# What is the simplified form of 3/(4x + 3) + 21/(8x^{2} + 26x + 15)

**Solution:**

**Step 1:**

First we need to factorise 8x^{2} + 26x + 15 so that LCM is possible to take for both the terms.
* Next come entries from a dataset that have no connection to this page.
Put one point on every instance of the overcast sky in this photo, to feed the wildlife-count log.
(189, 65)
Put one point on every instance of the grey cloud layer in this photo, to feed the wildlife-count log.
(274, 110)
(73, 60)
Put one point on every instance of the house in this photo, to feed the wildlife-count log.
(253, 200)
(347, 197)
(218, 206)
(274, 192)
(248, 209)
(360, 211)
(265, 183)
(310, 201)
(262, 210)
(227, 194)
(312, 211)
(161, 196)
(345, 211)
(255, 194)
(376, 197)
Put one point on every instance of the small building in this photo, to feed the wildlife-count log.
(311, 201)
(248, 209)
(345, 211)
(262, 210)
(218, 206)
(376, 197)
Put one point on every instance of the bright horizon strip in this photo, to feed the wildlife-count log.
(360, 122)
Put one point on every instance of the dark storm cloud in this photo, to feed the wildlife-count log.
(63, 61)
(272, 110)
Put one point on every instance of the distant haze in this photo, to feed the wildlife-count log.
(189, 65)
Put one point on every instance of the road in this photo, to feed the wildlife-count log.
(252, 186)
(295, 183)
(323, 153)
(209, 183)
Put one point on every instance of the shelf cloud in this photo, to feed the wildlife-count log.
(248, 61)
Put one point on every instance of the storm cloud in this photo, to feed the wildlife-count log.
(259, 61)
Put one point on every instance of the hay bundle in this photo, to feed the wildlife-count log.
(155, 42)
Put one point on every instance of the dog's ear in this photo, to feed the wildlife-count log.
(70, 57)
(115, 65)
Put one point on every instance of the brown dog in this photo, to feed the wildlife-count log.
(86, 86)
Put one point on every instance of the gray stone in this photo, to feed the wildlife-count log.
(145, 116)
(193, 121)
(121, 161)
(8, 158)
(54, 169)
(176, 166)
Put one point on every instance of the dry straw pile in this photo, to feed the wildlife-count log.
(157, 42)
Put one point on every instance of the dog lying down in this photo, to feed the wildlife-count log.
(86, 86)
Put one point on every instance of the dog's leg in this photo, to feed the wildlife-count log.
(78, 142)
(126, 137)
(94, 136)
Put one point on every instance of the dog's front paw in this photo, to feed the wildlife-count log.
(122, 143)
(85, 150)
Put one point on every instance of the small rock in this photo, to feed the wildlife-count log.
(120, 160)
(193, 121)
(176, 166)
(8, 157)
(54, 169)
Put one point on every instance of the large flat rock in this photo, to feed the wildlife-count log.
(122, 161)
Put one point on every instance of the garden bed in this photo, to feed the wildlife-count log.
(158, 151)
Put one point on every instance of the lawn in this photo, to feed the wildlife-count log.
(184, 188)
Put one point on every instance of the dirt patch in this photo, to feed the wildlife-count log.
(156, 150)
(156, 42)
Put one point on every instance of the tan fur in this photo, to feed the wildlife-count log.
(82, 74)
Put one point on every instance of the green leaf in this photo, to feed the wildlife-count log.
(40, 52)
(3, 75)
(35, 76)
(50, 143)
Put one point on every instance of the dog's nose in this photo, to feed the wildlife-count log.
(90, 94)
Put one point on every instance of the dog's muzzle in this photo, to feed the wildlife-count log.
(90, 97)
On factorising the term 8x^{2} + 26x + 15 by factorization method,

The factors of product 120(8 × 15) are:

20 and 6

So that 20 + 6 gives a middle term that is 26,

which is the rule of factorization of quadratic equation

**Step2:**

⇒ 3/(4x + 3) + 21 / (8x^{2} + 26x + 15)

= 3/(4x + 3) + 21/(2x + 5)(4x + 3)

In the first term only 4x + 3 is the term in the denominator which is need to multiplied by (2x + 5) with both numerator and denominator

⇒3/(4x + 3) + 21/(2x + 5)(4x + 3)

= [3(2x + 5)/(4x + 3)(2x + 5)] + [21/(2x + 5)(4x + 3)]

**Step3:**

After taking LCM for both the terms

⇒ 3/(4x + 3) + 21/(2x + 5)(4x + 3) = [3(2x + 5) + 21 ] / (4x + 3)(2x + 5)

⇒ 3/(4x + 3) + 21/(2x + 5)(4x + 3) = [6x + 15 + 21 ]/(4x + 3) (2x + 5)
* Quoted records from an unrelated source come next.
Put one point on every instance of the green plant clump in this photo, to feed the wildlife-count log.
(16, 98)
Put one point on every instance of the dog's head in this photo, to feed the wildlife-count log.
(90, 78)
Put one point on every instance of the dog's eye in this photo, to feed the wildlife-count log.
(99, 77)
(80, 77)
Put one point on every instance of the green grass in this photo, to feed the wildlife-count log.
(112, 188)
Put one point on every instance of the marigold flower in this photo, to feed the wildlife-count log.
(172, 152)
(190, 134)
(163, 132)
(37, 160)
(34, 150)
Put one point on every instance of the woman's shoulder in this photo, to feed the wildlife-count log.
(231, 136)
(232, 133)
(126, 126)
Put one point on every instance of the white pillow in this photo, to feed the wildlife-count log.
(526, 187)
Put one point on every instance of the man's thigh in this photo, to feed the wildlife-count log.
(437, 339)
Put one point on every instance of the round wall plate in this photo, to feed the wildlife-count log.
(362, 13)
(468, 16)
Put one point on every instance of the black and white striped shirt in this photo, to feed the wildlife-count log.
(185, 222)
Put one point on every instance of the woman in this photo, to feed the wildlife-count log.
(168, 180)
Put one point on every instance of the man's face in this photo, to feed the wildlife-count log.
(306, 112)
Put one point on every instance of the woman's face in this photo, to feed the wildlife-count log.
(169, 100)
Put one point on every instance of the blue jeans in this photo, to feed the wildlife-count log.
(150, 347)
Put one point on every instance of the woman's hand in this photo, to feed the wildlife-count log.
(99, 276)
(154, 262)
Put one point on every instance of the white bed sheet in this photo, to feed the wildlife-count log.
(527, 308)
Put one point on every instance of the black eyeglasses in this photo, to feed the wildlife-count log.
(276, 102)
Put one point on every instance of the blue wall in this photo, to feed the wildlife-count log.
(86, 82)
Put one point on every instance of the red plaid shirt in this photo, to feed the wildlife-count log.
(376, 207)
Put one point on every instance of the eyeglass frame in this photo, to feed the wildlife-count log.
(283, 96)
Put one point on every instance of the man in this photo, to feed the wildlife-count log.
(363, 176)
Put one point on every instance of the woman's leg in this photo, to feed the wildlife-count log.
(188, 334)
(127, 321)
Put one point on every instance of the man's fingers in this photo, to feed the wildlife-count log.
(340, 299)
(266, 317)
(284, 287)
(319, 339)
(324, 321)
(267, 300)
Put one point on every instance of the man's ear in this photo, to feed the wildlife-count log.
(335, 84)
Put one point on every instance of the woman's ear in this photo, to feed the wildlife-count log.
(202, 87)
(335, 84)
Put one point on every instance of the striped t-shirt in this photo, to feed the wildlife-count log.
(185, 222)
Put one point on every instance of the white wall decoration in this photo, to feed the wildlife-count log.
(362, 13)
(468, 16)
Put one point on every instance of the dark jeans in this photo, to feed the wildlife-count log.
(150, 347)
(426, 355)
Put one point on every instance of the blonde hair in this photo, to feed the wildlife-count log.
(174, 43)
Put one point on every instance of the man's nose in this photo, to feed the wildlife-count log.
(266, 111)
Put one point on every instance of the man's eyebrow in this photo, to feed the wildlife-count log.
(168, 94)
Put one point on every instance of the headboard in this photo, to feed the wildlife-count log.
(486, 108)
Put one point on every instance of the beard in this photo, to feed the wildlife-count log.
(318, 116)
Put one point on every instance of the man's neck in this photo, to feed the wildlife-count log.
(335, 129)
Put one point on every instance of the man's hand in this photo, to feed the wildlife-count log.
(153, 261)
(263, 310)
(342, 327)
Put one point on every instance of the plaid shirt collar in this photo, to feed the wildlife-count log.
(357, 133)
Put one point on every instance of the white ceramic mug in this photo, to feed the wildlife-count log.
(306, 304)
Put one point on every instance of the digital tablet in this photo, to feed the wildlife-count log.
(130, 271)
⇒ 3/(4x + 3) + 21/(2x + 5)(4x + 3) = [6x + 36 ]/(4x + 3)(2x + 5)

⇒ 3/(4x + 3) + 21/(2x + 5)(4x + 3) = 6(x + 6)/(4x + 3)(2x + 5)
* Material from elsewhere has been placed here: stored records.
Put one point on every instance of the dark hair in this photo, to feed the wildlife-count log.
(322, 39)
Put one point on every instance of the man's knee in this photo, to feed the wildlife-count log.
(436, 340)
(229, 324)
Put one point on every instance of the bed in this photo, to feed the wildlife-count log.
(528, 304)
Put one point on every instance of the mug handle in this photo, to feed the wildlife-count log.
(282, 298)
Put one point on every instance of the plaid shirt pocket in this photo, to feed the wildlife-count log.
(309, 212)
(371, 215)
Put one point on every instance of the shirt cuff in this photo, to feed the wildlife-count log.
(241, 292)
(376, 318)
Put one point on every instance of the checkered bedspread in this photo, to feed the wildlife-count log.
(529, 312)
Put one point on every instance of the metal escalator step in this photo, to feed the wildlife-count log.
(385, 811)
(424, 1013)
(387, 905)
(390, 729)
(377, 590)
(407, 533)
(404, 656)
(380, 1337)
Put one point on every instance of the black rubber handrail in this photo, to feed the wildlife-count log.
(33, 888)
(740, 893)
**Therefore, the simplified form is 6(x + 6)/(4x + 3)(2x + 5)**

## What is the simplified form of 3/(4x + 3) + 21/(8x^{2} + 26x + 15)

**Summary :**

The simplified form of 3/(4x + 3) + 21/(8x^{2} + 26x + 15) is 6(x + 6)/(4x + 3)(2x + 5). Since it is not possible to do further simplification 6(x + 6)/(4x + 3)(2x + 5) is the simplified form of the given expression.